# copper ore



## geonorts (Mar 16, 2010)

hi just want to get a bit of a head start on researching of how to recover copper from an ore, i have a few tons of battery sands containg significant amounts of copper and likely some gold and silver. I was hoping someone could help me by suggesting ways to recover the copper and gold at the same time or (recover/remove) the copper to later recover the gold so i can start researching some methods, the copper is malachite, azurite.


----------



## peter i (Mar 16, 2010)

And before that you were looking into lead ore? http://goldrefiningforum.com/phpBB3/viewtopic.php?f=50&t=6771

If you are going into the mining business, you need to do one heck of a lot more studying than asking in an internet forum!
*
Sorry to be blunt, but what is your background?*
(Basic processing of minerals should not be new to an "honours student of geology"!)
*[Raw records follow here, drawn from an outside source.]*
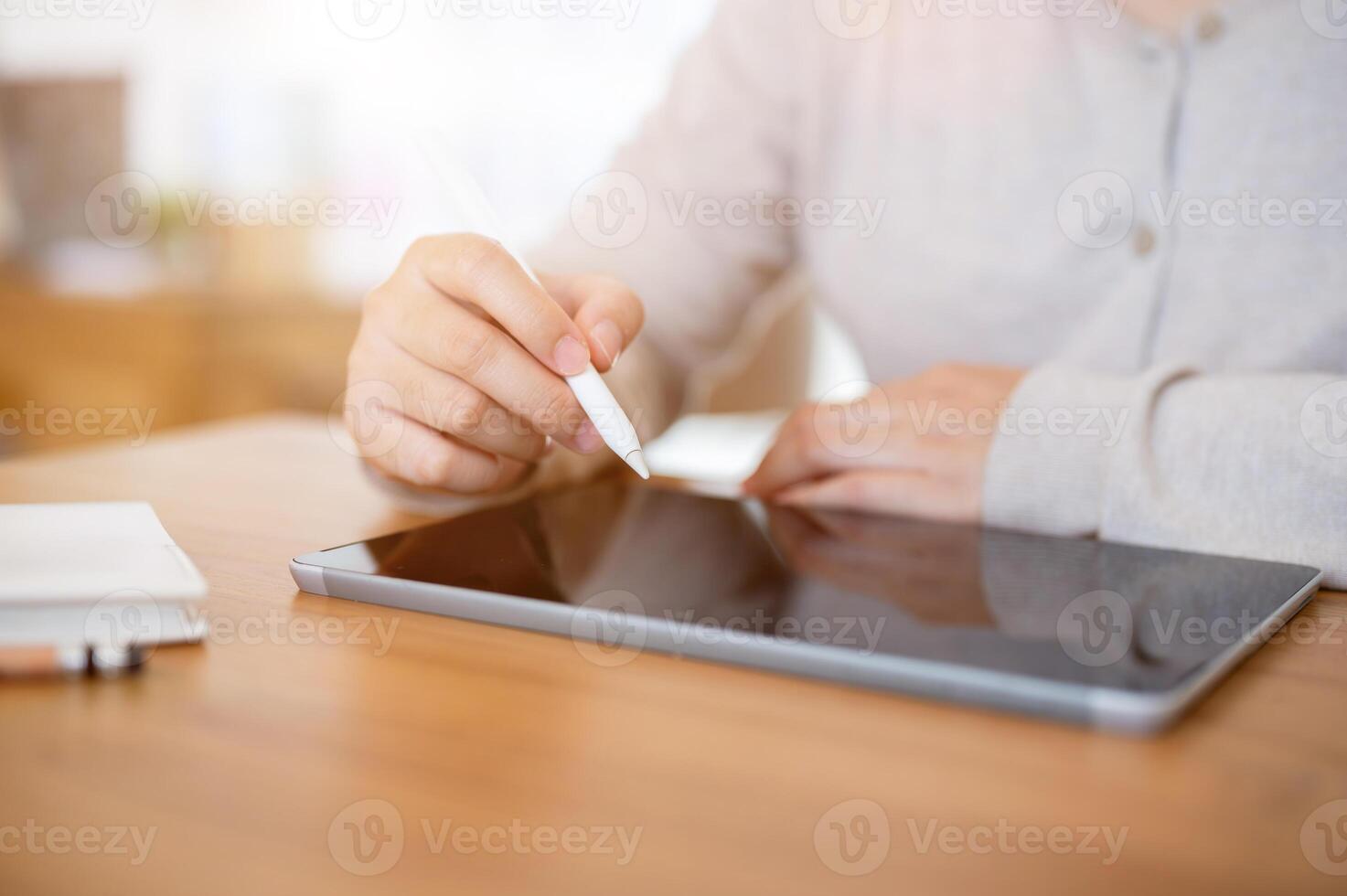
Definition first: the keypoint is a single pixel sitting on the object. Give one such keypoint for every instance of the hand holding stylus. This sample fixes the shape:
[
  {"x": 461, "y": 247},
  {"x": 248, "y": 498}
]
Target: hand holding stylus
[{"x": 477, "y": 352}]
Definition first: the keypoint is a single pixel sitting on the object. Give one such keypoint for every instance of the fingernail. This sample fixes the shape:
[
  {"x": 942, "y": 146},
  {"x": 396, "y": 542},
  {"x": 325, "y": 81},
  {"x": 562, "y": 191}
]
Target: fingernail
[
  {"x": 572, "y": 357},
  {"x": 609, "y": 340},
  {"x": 587, "y": 438}
]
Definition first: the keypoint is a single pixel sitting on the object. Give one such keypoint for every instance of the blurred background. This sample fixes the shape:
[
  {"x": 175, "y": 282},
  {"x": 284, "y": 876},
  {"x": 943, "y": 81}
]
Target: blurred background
[{"x": 194, "y": 196}]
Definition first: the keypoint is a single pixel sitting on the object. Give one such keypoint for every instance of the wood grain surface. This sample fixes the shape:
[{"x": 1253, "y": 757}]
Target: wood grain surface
[{"x": 506, "y": 763}]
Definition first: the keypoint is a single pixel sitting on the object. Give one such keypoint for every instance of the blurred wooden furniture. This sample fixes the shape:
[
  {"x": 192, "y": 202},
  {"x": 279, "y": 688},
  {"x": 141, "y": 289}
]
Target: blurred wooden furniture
[
  {"x": 182, "y": 356},
  {"x": 242, "y": 753}
]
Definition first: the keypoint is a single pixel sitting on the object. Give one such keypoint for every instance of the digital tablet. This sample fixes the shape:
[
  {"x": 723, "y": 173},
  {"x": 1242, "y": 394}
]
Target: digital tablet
[{"x": 1106, "y": 635}]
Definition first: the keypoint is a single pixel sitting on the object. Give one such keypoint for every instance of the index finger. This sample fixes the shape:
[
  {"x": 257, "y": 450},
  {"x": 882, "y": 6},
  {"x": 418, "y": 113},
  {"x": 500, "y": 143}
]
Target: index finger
[{"x": 481, "y": 271}]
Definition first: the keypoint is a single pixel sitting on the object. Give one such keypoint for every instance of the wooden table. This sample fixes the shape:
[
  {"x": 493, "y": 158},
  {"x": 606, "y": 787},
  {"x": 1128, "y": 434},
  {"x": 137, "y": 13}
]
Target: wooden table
[{"x": 244, "y": 753}]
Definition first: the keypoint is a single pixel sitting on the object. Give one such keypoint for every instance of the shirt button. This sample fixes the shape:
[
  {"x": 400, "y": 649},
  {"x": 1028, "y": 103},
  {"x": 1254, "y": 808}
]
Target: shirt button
[
  {"x": 1144, "y": 241},
  {"x": 1210, "y": 27}
]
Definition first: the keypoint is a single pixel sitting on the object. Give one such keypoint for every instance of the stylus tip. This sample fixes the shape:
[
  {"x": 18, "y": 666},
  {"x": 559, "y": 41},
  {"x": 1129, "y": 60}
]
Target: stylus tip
[{"x": 637, "y": 463}]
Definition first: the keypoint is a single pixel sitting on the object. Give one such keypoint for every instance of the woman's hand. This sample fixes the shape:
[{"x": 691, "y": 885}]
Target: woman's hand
[
  {"x": 914, "y": 448},
  {"x": 455, "y": 380}
]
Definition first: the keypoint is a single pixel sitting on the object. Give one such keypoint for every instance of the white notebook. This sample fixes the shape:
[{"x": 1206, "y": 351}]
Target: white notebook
[{"x": 71, "y": 568}]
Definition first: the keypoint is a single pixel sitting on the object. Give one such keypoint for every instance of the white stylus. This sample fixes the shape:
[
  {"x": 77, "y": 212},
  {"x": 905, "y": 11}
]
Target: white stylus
[{"x": 476, "y": 215}]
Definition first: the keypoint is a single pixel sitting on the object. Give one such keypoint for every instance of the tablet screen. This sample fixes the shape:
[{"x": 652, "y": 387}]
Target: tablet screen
[{"x": 1071, "y": 611}]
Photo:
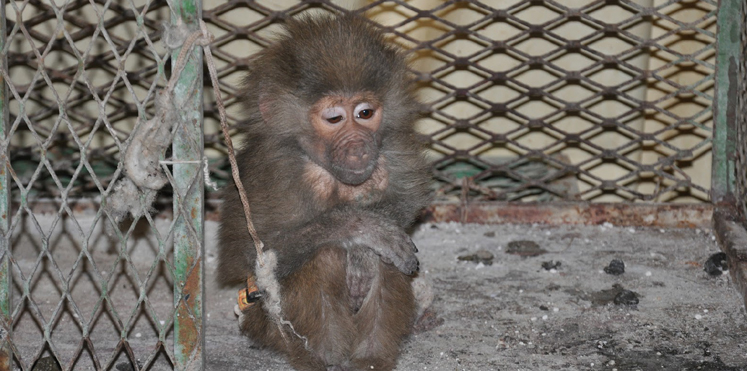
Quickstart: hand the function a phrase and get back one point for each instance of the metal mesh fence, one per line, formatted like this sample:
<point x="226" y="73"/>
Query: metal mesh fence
<point x="526" y="100"/>
<point x="88" y="292"/>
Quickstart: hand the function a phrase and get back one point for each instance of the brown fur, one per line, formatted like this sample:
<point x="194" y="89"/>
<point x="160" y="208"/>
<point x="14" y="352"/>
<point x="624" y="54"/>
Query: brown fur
<point x="344" y="256"/>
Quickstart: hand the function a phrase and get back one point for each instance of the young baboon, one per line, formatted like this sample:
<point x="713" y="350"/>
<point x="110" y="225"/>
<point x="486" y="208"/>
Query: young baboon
<point x="335" y="176"/>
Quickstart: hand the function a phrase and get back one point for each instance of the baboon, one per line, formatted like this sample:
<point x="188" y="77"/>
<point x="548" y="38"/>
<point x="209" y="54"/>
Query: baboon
<point x="335" y="176"/>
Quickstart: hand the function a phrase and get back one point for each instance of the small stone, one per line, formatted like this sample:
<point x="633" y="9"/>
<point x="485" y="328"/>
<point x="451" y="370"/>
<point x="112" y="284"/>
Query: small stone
<point x="480" y="256"/>
<point x="616" y="267"/>
<point x="716" y="264"/>
<point x="626" y="297"/>
<point x="524" y="248"/>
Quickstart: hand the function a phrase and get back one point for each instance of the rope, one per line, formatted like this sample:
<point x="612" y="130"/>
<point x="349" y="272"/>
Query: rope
<point x="265" y="272"/>
<point x="204" y="38"/>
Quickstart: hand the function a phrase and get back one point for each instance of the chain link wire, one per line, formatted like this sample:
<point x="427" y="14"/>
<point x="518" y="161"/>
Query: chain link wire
<point x="525" y="101"/>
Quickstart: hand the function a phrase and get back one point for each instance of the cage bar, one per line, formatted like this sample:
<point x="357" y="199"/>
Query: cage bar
<point x="725" y="102"/>
<point x="188" y="202"/>
<point x="6" y="316"/>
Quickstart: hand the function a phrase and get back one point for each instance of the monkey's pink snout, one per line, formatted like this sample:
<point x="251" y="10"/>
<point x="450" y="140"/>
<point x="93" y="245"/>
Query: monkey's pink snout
<point x="357" y="155"/>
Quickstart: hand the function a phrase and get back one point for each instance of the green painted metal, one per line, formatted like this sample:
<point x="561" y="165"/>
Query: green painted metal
<point x="6" y="317"/>
<point x="725" y="104"/>
<point x="188" y="186"/>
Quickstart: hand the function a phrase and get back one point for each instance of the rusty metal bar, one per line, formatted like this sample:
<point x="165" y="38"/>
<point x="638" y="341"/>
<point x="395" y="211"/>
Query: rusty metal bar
<point x="6" y="316"/>
<point x="725" y="102"/>
<point x="563" y="213"/>
<point x="189" y="246"/>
And if the ore really is high grade, where does it come from? Your lead ore had an (incredibly) high silver content, and now another ore, with noble metals in them.


Selling high grade ore to a hopeful fool looking to make a fortune is a very old trick!

You have not given the details, meaning that it is reasonable to expect that you are either the victim of a scam or have been offered ore from a suspicious source.


----------



## goldsilverpro (Mar 16, 2010)

> Sorry to be blunt, but what is your background?
> (Basic processing of minerals should not be new to an "honours student of geology"!)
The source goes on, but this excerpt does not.